Ubrique: population 16, 873 (2011), 330 m above sea level
Settlement in the Ubrique area has been traced back to the Palaeolithic times and there is also evidence of Ibero or pre-Roman settlement. The Roman road still visible today would have connected Ubrique with Acinipo. Along with many other mountain villages, Ubrique was conquered by the soldiers of the Catholic Monarchs in 1485.
In the early 19th century, the villagers fought valiantly against the French occupation lead by Napoleon and many of their names are still remembered by local historians. During this time much of the area’s finest architecture was burned along with archives dating back to the 15th century.
It was in the 17th century that the first leather factories were set up, a craft for which the village has gained world fame.
- Convento de Capuchinos 17th C
- El Castillo de Fátima o Cardela 12th – 13th C
- Ocurris 4th c BC Iberian-Roman (Presently closed)
Villaluenga del Rosario: population 485 (2011), 858 m above sea level, making it the highest in the province of Cádiz .
Founded by the Muslims in 716 and taken by the Christian Monarchs in 1485. It is built on the rugged slopes of an enclosed valley and dominated by the vertical cliffs of Sierra del Caillo. The bullring was built in the 18th C and is the oldest in the province. It is an unusual design, being polygonal rather than circular in shape and the seating is made from the local stone.
The ‘Sima de Villaluenga’ is a sink hole just below the village. There is a sign-posted walk to this rocky, vertical cavern. The initial drop is 60m, and water travelling through the cave system surfaces at Ubrique. This valley is popular with cavers.
- Iglesia de San Miguel, 16th C.
- Iglesia del Salvador, was burnt down during the Peninsular War against France and is now used as a cemetery.
- Calzada Medieval, Roman road towards Benaocaz
Zahara de la Sierra: population 1,522 (2011), 500 m above sea level
The castle was built in the 13th Century by the Muslims and rebuilt in the 14th Century. It played a vital role in the conquests and reconquests which took place between 1407 and 1483. It is perched on a hill in a strategic position between Seville and Ronda, on what was the western border of the last Muslim Kingdom in the Peninsula. The views out from the tower are a worthwhile and spectacular reward after a fairly steep ascent.
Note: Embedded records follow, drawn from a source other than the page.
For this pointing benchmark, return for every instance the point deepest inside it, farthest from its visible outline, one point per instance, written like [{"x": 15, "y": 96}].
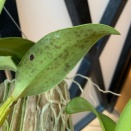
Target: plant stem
[{"x": 5, "y": 108}]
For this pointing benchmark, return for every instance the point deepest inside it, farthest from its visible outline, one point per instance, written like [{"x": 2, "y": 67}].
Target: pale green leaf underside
[
  {"x": 48, "y": 62},
  {"x": 124, "y": 123},
  {"x": 15, "y": 47},
  {"x": 2, "y": 2},
  {"x": 79, "y": 104},
  {"x": 7, "y": 63}
]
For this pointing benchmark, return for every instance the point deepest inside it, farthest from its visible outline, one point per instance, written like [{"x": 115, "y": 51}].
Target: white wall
[
  {"x": 40, "y": 17},
  {"x": 112, "y": 50}
]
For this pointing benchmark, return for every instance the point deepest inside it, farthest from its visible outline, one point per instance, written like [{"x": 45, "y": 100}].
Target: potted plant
[{"x": 38, "y": 98}]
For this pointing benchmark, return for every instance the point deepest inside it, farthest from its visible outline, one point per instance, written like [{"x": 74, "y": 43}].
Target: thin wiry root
[{"x": 90, "y": 85}]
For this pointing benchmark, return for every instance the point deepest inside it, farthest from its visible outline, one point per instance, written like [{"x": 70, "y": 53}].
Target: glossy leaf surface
[
  {"x": 15, "y": 47},
  {"x": 124, "y": 123},
  {"x": 2, "y": 2},
  {"x": 48, "y": 62},
  {"x": 79, "y": 104},
  {"x": 7, "y": 63}
]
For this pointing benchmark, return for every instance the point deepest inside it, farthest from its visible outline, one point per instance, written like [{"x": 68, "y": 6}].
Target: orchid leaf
[
  {"x": 15, "y": 47},
  {"x": 2, "y": 2},
  {"x": 48, "y": 62},
  {"x": 124, "y": 122},
  {"x": 79, "y": 104},
  {"x": 8, "y": 63}
]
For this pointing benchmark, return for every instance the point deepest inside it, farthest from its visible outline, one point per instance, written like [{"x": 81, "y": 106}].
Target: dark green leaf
[
  {"x": 7, "y": 63},
  {"x": 2, "y": 2},
  {"x": 79, "y": 104},
  {"x": 15, "y": 47},
  {"x": 48, "y": 62}
]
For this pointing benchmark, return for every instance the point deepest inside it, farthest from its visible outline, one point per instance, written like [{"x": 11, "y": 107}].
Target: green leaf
[
  {"x": 48, "y": 62},
  {"x": 7, "y": 63},
  {"x": 2, "y": 2},
  {"x": 79, "y": 104},
  {"x": 15, "y": 47},
  {"x": 124, "y": 123}
]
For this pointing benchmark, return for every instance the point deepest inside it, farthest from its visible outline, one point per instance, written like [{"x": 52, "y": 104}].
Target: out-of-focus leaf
[
  {"x": 15, "y": 47},
  {"x": 124, "y": 123},
  {"x": 48, "y": 62},
  {"x": 7, "y": 63},
  {"x": 2, "y": 2},
  {"x": 79, "y": 104}
]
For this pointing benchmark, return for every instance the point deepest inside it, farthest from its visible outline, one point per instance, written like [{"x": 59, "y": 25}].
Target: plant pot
[{"x": 44, "y": 112}]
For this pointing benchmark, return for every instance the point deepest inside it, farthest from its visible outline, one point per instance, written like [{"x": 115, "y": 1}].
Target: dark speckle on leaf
[{"x": 32, "y": 57}]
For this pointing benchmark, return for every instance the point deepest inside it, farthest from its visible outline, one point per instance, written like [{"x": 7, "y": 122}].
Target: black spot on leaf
[{"x": 32, "y": 57}]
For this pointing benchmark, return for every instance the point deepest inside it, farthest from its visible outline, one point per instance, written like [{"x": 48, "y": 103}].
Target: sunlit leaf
[
  {"x": 15, "y": 47},
  {"x": 48, "y": 62},
  {"x": 7, "y": 63},
  {"x": 124, "y": 123},
  {"x": 79, "y": 104},
  {"x": 2, "y": 2}
]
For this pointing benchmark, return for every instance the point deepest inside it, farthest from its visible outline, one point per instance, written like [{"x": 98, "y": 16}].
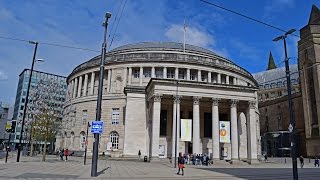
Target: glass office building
[{"x": 22, "y": 93}]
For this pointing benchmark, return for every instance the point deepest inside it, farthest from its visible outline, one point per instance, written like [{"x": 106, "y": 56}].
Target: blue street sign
[{"x": 97, "y": 127}]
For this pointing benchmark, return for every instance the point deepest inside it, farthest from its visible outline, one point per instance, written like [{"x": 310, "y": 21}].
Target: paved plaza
[{"x": 53, "y": 168}]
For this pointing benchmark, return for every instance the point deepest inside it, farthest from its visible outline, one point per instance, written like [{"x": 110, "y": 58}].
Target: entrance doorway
[{"x": 190, "y": 148}]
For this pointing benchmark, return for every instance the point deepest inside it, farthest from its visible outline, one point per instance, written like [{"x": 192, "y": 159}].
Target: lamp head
[
  {"x": 108, "y": 15},
  {"x": 290, "y": 31},
  {"x": 278, "y": 38}
]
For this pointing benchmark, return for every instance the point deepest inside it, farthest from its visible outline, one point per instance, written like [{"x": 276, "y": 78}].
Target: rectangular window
[
  {"x": 147, "y": 73},
  {"x": 136, "y": 73},
  {"x": 192, "y": 76},
  {"x": 163, "y": 123},
  {"x": 115, "y": 116},
  {"x": 170, "y": 73},
  {"x": 208, "y": 125},
  {"x": 182, "y": 74},
  {"x": 84, "y": 117},
  {"x": 159, "y": 73}
]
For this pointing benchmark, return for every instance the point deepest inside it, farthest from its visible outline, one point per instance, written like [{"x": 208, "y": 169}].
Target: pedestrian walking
[
  {"x": 61, "y": 153},
  {"x": 301, "y": 161},
  {"x": 316, "y": 162},
  {"x": 139, "y": 154},
  {"x": 66, "y": 153},
  {"x": 180, "y": 164}
]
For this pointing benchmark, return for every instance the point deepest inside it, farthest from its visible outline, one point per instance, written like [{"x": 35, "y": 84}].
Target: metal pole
[
  {"x": 94, "y": 172},
  {"x": 8, "y": 147},
  {"x": 85, "y": 151},
  {"x": 176, "y": 138},
  {"x": 292, "y": 121},
  {"x": 27, "y": 96}
]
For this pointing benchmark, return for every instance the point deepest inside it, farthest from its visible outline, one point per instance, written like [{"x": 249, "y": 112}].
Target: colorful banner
[
  {"x": 225, "y": 131},
  {"x": 186, "y": 129}
]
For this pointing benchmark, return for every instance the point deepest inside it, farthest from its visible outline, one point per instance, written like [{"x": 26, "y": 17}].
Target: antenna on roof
[{"x": 184, "y": 35}]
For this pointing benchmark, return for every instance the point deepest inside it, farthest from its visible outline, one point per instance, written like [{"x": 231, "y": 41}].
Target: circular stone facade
[{"x": 132, "y": 71}]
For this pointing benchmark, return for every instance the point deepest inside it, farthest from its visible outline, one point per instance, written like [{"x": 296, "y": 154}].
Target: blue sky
[{"x": 78, "y": 23}]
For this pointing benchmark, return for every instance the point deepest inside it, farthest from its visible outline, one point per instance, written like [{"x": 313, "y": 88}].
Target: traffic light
[{"x": 11, "y": 126}]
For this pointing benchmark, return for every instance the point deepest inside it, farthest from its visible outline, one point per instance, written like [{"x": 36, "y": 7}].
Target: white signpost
[
  {"x": 224, "y": 131},
  {"x": 186, "y": 129}
]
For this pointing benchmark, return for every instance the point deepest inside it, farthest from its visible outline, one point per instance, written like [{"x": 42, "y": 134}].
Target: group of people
[
  {"x": 316, "y": 161},
  {"x": 197, "y": 159},
  {"x": 63, "y": 152}
]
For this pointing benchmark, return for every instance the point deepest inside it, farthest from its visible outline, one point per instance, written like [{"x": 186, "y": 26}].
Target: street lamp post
[
  {"x": 85, "y": 151},
  {"x": 292, "y": 127},
  {"x": 98, "y": 110},
  {"x": 27, "y": 96},
  {"x": 176, "y": 133}
]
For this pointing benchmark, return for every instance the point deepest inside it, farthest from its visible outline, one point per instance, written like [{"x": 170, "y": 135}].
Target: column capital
[
  {"x": 157, "y": 97},
  {"x": 233, "y": 102},
  {"x": 196, "y": 100},
  {"x": 215, "y": 101},
  {"x": 176, "y": 99},
  {"x": 252, "y": 104}
]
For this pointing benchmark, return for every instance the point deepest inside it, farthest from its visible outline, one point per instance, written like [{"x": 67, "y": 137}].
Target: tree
[{"x": 45, "y": 112}]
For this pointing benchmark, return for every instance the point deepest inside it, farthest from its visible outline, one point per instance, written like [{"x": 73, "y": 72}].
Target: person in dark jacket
[
  {"x": 66, "y": 153},
  {"x": 181, "y": 162}
]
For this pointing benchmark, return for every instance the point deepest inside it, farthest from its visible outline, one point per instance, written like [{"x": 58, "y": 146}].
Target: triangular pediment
[{"x": 314, "y": 16}]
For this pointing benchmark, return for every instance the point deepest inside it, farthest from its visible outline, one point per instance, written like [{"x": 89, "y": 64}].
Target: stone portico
[{"x": 194, "y": 101}]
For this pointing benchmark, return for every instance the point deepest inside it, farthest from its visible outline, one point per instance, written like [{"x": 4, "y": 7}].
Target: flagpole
[{"x": 184, "y": 36}]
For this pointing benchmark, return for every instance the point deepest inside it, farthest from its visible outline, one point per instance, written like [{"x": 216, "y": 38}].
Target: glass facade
[{"x": 22, "y": 93}]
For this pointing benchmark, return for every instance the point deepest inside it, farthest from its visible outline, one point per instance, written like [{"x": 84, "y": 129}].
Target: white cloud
[
  {"x": 276, "y": 6},
  {"x": 4, "y": 14},
  {"x": 193, "y": 35},
  {"x": 245, "y": 50},
  {"x": 3, "y": 76}
]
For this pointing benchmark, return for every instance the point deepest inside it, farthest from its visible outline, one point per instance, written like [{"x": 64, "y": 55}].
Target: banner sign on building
[
  {"x": 186, "y": 129},
  {"x": 225, "y": 131}
]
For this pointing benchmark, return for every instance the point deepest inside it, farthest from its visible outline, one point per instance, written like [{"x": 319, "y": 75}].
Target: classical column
[
  {"x": 218, "y": 78},
  {"x": 79, "y": 86},
  {"x": 71, "y": 89},
  {"x": 215, "y": 130},
  {"x": 129, "y": 76},
  {"x": 252, "y": 133},
  {"x": 199, "y": 75},
  {"x": 156, "y": 126},
  {"x": 164, "y": 72},
  {"x": 153, "y": 72},
  {"x": 177, "y": 73},
  {"x": 109, "y": 80},
  {"x": 176, "y": 123},
  {"x": 74, "y": 94},
  {"x": 141, "y": 76},
  {"x": 85, "y": 85},
  {"x": 92, "y": 83},
  {"x": 196, "y": 126},
  {"x": 125, "y": 72},
  {"x": 234, "y": 130},
  {"x": 188, "y": 74}
]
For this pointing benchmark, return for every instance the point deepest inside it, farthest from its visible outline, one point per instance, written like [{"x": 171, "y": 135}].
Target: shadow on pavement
[
  {"x": 102, "y": 171},
  {"x": 45, "y": 176},
  {"x": 267, "y": 173}
]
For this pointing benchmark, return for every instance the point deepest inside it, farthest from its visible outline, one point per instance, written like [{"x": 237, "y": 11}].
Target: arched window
[
  {"x": 114, "y": 138},
  {"x": 82, "y": 140}
]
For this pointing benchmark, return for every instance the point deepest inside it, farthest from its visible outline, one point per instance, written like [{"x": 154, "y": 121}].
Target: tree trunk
[
  {"x": 31, "y": 141},
  {"x": 45, "y": 142}
]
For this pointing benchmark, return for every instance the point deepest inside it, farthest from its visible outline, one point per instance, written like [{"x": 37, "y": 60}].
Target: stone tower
[
  {"x": 271, "y": 64},
  {"x": 309, "y": 61}
]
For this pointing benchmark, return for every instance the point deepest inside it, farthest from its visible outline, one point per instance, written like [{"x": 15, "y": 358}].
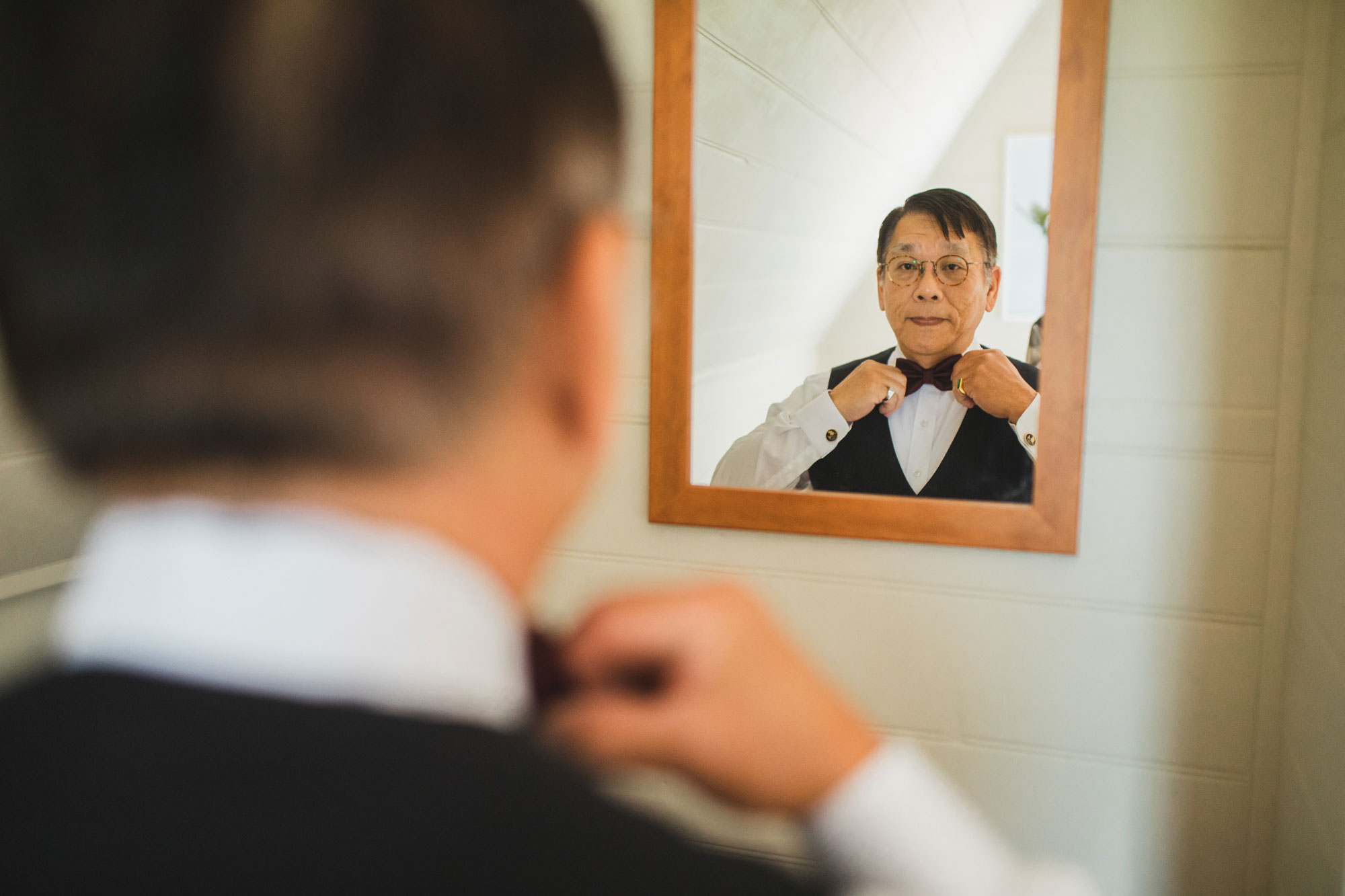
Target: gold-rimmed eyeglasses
[{"x": 952, "y": 271}]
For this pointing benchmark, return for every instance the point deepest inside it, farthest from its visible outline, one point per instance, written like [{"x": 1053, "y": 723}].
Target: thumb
[{"x": 610, "y": 727}]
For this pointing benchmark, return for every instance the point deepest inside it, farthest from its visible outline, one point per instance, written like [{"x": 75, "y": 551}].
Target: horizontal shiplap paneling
[{"x": 1217, "y": 565}]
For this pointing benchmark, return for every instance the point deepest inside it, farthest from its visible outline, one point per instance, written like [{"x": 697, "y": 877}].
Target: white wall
[
  {"x": 41, "y": 520},
  {"x": 1311, "y": 837},
  {"x": 1020, "y": 97},
  {"x": 1121, "y": 706}
]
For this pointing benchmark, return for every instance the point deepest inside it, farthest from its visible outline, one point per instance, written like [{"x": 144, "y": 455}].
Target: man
[
  {"x": 325, "y": 296},
  {"x": 931, "y": 417}
]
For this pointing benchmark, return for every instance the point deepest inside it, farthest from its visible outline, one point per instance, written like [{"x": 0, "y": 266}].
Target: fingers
[
  {"x": 626, "y": 634},
  {"x": 607, "y": 727}
]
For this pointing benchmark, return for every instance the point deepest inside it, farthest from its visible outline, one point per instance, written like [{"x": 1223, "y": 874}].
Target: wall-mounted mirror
[{"x": 872, "y": 261}]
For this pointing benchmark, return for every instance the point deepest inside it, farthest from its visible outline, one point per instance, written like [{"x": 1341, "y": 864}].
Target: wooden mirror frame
[{"x": 1051, "y": 521}]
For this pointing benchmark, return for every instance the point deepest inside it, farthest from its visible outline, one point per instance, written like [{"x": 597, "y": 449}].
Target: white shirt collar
[{"x": 297, "y": 603}]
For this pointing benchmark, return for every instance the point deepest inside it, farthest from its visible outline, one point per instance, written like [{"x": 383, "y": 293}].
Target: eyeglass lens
[{"x": 950, "y": 270}]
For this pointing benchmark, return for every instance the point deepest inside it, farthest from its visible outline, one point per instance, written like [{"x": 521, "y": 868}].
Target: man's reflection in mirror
[{"x": 933, "y": 416}]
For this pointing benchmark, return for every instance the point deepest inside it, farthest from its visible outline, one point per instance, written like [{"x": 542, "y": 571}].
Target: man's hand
[
  {"x": 868, "y": 386},
  {"x": 993, "y": 384},
  {"x": 738, "y": 709}
]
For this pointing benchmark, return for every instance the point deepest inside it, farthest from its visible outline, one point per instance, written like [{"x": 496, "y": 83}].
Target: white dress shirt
[
  {"x": 311, "y": 606},
  {"x": 794, "y": 436}
]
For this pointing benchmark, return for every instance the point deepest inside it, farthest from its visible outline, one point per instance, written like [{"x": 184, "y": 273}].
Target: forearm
[
  {"x": 781, "y": 450},
  {"x": 1027, "y": 427}
]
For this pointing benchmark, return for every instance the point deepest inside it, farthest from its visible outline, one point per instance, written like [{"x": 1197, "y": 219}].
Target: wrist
[
  {"x": 1022, "y": 407},
  {"x": 852, "y": 748}
]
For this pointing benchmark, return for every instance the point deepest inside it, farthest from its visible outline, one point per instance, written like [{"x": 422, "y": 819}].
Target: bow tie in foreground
[
  {"x": 939, "y": 376},
  {"x": 552, "y": 681}
]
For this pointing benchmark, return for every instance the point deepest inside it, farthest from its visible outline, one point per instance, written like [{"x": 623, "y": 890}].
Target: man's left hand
[{"x": 992, "y": 382}]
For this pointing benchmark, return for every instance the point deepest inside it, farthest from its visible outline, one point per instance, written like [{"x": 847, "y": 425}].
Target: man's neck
[
  {"x": 930, "y": 360},
  {"x": 447, "y": 503}
]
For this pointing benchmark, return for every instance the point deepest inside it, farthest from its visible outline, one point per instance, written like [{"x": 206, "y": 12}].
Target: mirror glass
[{"x": 824, "y": 357}]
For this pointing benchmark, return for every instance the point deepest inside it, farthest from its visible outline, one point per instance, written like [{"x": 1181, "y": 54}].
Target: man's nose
[{"x": 929, "y": 287}]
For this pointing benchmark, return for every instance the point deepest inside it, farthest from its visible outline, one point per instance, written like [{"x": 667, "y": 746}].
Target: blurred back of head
[{"x": 293, "y": 232}]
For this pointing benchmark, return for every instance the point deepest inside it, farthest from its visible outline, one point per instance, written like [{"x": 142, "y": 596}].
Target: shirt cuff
[
  {"x": 822, "y": 424},
  {"x": 1027, "y": 427},
  {"x": 896, "y": 822}
]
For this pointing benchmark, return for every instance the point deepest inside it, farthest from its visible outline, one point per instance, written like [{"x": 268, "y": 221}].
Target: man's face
[{"x": 931, "y": 319}]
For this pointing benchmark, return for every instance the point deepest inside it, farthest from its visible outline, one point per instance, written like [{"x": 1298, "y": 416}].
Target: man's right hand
[
  {"x": 738, "y": 709},
  {"x": 867, "y": 388}
]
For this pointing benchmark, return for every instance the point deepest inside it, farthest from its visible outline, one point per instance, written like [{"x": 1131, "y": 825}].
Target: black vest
[
  {"x": 984, "y": 463},
  {"x": 124, "y": 784}
]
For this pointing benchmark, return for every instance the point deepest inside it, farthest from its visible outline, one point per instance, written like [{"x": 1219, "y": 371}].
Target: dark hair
[
  {"x": 295, "y": 232},
  {"x": 954, "y": 212}
]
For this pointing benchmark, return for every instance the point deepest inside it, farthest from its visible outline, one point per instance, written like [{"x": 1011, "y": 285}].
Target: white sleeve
[
  {"x": 797, "y": 434},
  {"x": 1027, "y": 427},
  {"x": 895, "y": 825}
]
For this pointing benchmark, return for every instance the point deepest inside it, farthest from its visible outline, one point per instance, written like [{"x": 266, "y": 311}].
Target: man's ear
[
  {"x": 582, "y": 333},
  {"x": 993, "y": 291}
]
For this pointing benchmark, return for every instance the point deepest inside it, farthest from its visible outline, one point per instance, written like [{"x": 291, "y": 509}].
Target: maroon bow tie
[
  {"x": 548, "y": 674},
  {"x": 552, "y": 681},
  {"x": 939, "y": 376}
]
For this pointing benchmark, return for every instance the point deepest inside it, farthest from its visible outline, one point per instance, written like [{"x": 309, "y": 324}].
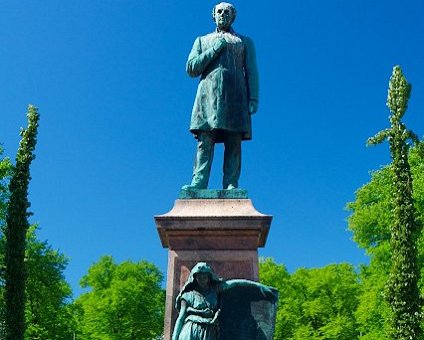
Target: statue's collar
[{"x": 231, "y": 31}]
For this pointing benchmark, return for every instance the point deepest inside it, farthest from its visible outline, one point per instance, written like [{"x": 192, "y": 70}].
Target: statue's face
[
  {"x": 223, "y": 16},
  {"x": 202, "y": 280}
]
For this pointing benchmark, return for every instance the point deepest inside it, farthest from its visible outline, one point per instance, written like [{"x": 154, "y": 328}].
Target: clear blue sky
[{"x": 114, "y": 148}]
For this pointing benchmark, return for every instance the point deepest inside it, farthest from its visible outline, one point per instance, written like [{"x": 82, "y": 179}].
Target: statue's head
[{"x": 223, "y": 15}]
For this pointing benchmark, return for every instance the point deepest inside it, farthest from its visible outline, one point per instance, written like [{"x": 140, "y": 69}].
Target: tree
[
  {"x": 316, "y": 303},
  {"x": 48, "y": 311},
  {"x": 125, "y": 301},
  {"x": 402, "y": 286},
  {"x": 370, "y": 223},
  {"x": 16, "y": 228}
]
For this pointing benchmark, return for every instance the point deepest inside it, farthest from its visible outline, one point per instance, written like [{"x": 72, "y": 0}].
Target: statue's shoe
[{"x": 192, "y": 187}]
On the rock above the village, inside the interpretation centre, are the remains from an Iberian cistern, a Roman cistern, a Christian church from the first conquest in 1407, which was replaced by a Mosque and on top of all of those a Christian church which fell into disrepair.
- Capilla de San Juan de Letrán (1958)
- Torre del Reloj (clock tower) 16th c.
- Iglesia de Santa María de la Mesa 17th c.
- El Vinculo, an antique olive oil press on the road to Grazalema.
Acinipo: This is not one of the white villages, Ronda La Vieja or Acinipo was originally an Iberian settlement which came under Roman rule at the end of the Second Punic War around 202 BC with the defeat of General Hannibal and Carthage. Acinipo, as it was known to the Romans, is thought to mean “Amongst the vineyards”. Whilst most of the architectural sights to be seen are from the Roman age, there are also important prehistoric habitation remains with the oldest dating from the Neolithic period of around 4000 years ago through the Copper and Bronze ages.
It is located on a high, easily defensible hill of 999 metres in the Serranía de Ronda. It contains the remarkable remains of the Roman theatre built in the 1st century that include the lower seating levels carved from the very bedrock and much of the original main wall is intact apart from some rather ugly concrete reparation work carried out during the 1980’s.
The tiered seating was sufficient for 2000 people and separate entrances kept the classes apart whilst the main wall would have been adorned with the statues of gods and emperors, the all powerful benefactors that controlled the lives of the citizens.
Acinipo was abandoned in the sixth century after many years of decline starting from the third century. A once powerful city that minted its own coinage and had its own magistrates was left to ruin with the centre of power switching to what is now the town of Ronda. The coins were stamped with a triple bunch of grapes on one side and the word “Acinipo” between ears of wheat on the other side and it is believed the coinage was produced from 56 to 53 BC.
Entry times Tuesday to Saturday: 10.00 to 16.00 (Gates locked at 17.00):
Sunday: 09.00 to 13.00 (Gates locked at 14.00).